I miss Christopher Hitchens, I do. He was a pit bull who would give no quarter. He'd get an idea by the throat and shake it to death. He was fun to watch. He was erudite to a fault and wasted no time letting his opponents know precisely that. Barrel-chested with thinning hair often bunched up on top of his head like an afterthought, he could go through nearly a pack of cigarettes during a debate or lecture, “no smoking” signs be damned. It was that smoking that killed him.

During a debate he would lean back in his chair and turn his body away from his opposition as if even being in the same room with a believer was slightly discomforting. Rarely would he look them in the eye as his rapier wit and condescending tone delivered death by a thousand cuts. He was obsessed.

Sometimes, that obsession would blind him to the bigger picture. His concentrated antipathy to religion blocked him from seeing that often religion is the instrument of oppression, not the origin of it. He failed to see religion as a tool for the more prosaic cause of greed. He never once mentioned the herd instinct—more delicately referred to as “peer pressure”—which underlies the binding power of religion.

The power of the herd instinct, for that matter, is overlooked by all the Four Horsemen of the New Atheism. Each one of them makes the mistake of attacking religion from the point of logic, which is all well and good and terribly easy but of limited effectiveness. The value in the Four Horsemen is not that they spread enlightenment though the land—it's not enlightenment which wins the day—it's that they spread the impression of the popularity and hipness of atheism. It's not important to deliver stunning arguments and inevitable conclusions; it's important to give the impression that the opposition are anachronistic buffoons and hopelessly out-of-date. That they're intellectually bankrupt is a bonus and a not terribly convincing argument to the hoi-polloi, it's fashion that counts.

This was apparent when Hitchens debated the Oxford don, Alister McGrath. He (Hitchens) consistently characterized violence, such as suicide bombers, as religious conflict, when, in truth, it's territorial contests using religion as a motivator. The problem with religion is not that it's wrong; it's that it's a glue used to bind people to corrupt causes. Hitchens made reference to that but failed to see its centrality. The problem is not religion, it's the herd instinct. We needn't teach people about the dangers of religion; we need to teach the dangers of blind obedience. One can readily see why the state doesn't want to get into that business; it would just as soon teach blind obedience.

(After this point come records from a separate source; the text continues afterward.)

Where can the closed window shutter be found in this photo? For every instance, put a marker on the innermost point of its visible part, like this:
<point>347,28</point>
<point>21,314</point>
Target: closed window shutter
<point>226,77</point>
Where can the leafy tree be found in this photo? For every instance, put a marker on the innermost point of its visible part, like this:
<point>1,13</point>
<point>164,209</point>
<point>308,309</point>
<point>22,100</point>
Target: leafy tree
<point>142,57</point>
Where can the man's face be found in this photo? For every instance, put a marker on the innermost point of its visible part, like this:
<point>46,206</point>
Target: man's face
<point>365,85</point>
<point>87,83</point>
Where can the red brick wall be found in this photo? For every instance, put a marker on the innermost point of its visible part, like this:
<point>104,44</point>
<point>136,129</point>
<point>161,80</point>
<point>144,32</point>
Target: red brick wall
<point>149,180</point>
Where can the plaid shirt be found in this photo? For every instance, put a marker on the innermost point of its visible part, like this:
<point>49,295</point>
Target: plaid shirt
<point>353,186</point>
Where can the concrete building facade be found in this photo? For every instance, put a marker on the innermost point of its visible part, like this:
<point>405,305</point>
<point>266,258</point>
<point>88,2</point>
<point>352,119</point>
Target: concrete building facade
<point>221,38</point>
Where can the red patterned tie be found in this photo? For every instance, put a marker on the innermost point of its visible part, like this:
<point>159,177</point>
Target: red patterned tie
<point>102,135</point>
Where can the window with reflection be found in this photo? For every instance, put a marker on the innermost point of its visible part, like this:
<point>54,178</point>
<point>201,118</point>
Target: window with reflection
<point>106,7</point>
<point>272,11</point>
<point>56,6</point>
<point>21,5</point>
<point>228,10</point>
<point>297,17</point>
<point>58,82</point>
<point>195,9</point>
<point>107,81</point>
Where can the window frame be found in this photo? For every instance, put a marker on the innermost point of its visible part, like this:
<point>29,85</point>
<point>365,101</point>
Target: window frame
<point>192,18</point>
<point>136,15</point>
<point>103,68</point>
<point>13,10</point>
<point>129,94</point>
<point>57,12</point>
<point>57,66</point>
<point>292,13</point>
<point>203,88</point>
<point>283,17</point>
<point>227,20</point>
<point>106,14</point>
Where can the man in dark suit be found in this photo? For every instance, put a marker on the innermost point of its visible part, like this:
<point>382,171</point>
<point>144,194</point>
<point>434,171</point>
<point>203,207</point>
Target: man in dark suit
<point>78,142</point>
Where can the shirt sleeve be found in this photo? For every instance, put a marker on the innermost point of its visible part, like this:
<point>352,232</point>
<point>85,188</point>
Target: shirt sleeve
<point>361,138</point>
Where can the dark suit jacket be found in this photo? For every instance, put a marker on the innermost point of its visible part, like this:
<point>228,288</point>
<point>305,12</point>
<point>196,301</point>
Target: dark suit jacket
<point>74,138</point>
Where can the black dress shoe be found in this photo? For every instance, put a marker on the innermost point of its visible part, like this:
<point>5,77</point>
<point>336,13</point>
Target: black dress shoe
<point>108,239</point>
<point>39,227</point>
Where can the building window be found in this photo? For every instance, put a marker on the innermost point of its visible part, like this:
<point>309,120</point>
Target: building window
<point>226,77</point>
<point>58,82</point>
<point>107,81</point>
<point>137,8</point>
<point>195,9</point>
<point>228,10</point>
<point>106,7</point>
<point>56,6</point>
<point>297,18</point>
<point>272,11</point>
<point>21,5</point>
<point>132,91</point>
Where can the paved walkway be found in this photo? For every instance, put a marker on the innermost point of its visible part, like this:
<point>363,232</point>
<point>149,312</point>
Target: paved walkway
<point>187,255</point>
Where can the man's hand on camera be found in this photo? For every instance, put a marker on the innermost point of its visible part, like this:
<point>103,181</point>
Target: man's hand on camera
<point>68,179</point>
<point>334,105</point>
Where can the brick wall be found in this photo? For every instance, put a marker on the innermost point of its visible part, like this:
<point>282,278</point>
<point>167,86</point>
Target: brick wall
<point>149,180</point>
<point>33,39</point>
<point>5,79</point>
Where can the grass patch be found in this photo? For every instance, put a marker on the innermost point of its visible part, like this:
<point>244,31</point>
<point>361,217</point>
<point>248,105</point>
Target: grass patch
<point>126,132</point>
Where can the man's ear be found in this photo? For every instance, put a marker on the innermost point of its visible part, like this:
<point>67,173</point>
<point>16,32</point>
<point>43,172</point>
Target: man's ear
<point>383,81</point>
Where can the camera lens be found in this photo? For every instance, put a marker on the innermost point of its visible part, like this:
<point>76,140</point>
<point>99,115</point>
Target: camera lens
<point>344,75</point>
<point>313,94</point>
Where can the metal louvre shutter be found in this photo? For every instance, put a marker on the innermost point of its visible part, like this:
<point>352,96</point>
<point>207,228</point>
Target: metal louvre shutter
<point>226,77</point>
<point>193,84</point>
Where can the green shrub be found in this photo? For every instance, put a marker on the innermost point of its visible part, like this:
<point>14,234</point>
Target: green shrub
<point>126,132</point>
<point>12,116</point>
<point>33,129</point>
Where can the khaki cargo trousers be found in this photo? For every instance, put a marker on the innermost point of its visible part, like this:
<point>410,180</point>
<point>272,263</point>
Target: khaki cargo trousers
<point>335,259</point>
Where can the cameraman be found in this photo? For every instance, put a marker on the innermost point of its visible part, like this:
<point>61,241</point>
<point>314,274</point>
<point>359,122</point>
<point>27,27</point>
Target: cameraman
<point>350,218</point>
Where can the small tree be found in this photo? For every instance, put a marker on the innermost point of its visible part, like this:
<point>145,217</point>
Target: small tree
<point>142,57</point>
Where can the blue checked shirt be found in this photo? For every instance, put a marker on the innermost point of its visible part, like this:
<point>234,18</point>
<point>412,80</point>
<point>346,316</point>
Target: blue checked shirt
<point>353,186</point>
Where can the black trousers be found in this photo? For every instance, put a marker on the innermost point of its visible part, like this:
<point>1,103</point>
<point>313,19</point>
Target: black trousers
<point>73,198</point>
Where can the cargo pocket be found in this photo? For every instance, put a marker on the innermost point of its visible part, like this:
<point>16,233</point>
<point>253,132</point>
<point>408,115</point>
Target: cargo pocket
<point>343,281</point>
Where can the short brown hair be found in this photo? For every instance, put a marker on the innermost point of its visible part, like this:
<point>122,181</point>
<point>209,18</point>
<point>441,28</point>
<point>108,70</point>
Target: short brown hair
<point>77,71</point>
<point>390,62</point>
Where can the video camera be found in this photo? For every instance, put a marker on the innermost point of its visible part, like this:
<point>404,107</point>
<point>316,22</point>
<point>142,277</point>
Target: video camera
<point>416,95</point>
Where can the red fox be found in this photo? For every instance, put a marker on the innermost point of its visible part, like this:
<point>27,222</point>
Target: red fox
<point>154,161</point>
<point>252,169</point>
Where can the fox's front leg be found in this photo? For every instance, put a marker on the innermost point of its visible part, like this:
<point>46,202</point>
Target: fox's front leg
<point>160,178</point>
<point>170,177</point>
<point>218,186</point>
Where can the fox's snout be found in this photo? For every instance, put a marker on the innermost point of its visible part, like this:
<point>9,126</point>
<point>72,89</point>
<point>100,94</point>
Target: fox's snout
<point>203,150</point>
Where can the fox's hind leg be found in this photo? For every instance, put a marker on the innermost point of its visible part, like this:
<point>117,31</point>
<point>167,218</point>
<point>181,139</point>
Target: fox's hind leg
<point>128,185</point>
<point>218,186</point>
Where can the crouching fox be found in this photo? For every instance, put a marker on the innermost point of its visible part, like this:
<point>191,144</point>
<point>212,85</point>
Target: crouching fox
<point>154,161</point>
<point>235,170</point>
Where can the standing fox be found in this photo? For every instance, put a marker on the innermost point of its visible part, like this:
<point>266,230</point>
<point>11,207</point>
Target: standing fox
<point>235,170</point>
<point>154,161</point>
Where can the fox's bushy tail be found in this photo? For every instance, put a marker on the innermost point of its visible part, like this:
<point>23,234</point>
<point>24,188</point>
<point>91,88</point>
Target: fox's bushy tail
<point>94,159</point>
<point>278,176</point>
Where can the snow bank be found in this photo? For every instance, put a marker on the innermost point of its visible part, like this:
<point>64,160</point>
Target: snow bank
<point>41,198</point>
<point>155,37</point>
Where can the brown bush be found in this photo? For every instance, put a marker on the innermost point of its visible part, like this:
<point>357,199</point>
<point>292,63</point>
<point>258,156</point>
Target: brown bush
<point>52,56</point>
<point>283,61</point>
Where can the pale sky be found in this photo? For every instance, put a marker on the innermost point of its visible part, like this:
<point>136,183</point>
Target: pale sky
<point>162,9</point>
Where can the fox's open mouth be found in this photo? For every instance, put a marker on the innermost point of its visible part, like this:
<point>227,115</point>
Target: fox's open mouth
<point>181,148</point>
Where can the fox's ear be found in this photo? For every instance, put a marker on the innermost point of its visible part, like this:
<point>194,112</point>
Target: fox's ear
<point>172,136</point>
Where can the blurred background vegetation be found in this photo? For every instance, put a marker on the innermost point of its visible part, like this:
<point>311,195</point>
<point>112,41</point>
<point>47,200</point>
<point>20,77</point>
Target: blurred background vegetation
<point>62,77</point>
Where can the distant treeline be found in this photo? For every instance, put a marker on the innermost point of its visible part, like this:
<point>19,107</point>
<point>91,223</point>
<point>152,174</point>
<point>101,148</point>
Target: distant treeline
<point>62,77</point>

The great power of Christianity is not in its stories or explanation of the world around us; it's in its fanatical obsession with power structure, as evidenced in the first five Commandments. That, plus its promise of salvation after one's death, made it the ideal religion for governments and capitalism. Despite the myth of Christ and the money-changers, the operating sentiment here is “render unto Caesar what is Caesar's; render unto God what is God's”; “Caesar,” being interpreted to mean, “anyone above you in authority.” Constantine was no fool; there were scores of religions competing to replace Roman paganism when he selected Christianity (although, only half-heartedly, it must be admitted) to be the new state religion; not to mention that he moved the seat of power to Byzantium.

I wish Hitchens would have pressed this point more, the utility of religion, rather than narrowly focusing on its falsehood.

And I wish he'd understood better the nature of morality being a natural animal trait that evolved along with the rest of what we are, such as love, loyalty, wariness, fear, anger, etc. Those emotions are not restrained to us; they didn't first appear with the advent of modern humans. Hitchens badgered McGrath over what sort of morality did humans have before Moses brought the Commandments down from Mt. Sinai; and McGrath responded with the notion of “natural morality,” which he ascribed to pre-Christians, as well as those who don't know of Christianity (this during the debate, when McGrath argued for the necessity of god-given laws); but Hitchens failed to clinch the argument by pointing out that “natural morality” was the source of the Commandments, not god. He was so caught up in proving the evil nature of religion that he skipped over its organic nature, how it grew, not just as explanation for the world around us, but because of its cohesive properties in holding communities together. Hitchens failed to see that attacking the intellectual framework of religion was tilting at windmills; he needed to replace the very ground they stood on.